The following example illustrates the issue:

  1.  5,000 kW PLC (10/11 Delivery Year) – PLC represents how much capacity has been purchased for customer to ensure reliability. Since the customer actively reduces load during the peaks (“peakshaver”) the PLC is significantly lower than normal amount of load for the customer, which is 28,000 kW.
  2. 4,000 kW Nominated Installed Capacity – CSP commitment for quantity of customer load reduction when PJM needs during an emergency. The nominated amount may not exceed the PLC based on current market rules.
  3. Real time estimated load reduction = 25,000 kW measured as the difference between a baseline estimate based on recent days, 28,000 kW, less actual consumption during the event, or 3,000 kW.
  4. 21,000 kW over compliance – CSP resource will be deemed to have met nominated Installed Capacity commitment of 4,000 kW AND also receive an additional 21,000 kW of over compliance credit which may be used to offset resources within the zone than did not perform.

In addition to substantially overstating the demand side savings and overpaying CSPs, this behavior also provides a non-competitive advantage to CSPs in attracting customers. A CSP that is aware of this Program discrepancy may identify large customers with managed PLCs and offer such customers out of market revenues for any load reduction in excess of the nominated amount. This is profitable because once such a customer has been procured, the CSP has the ability to sign up customers in the same zone with no or only limited ability to reduce load when called upon and receive capacity revenues based on the apparent over compliance of the customers with managed PLCs.

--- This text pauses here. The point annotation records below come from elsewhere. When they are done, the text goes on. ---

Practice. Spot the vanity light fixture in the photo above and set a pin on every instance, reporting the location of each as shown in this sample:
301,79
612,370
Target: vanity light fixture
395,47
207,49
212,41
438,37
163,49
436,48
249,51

In its Order, FERC states that the Commission does not intend to institute any enforcement actions against EnerNOC (or other similarly situated ARCs) for registering customers in good faith and settling under the GLD baseline methodology. Good faith participation in the PJM load management programs, including accurate customer GLD registration and aggregation during emergency events, is permitted. The Commission goes on to warn that this finding here does not exempt from challenge conduct prohibited under section 1c.2 of the Commission’s regulations. 18 C.F.R. § 1c.2 (2010).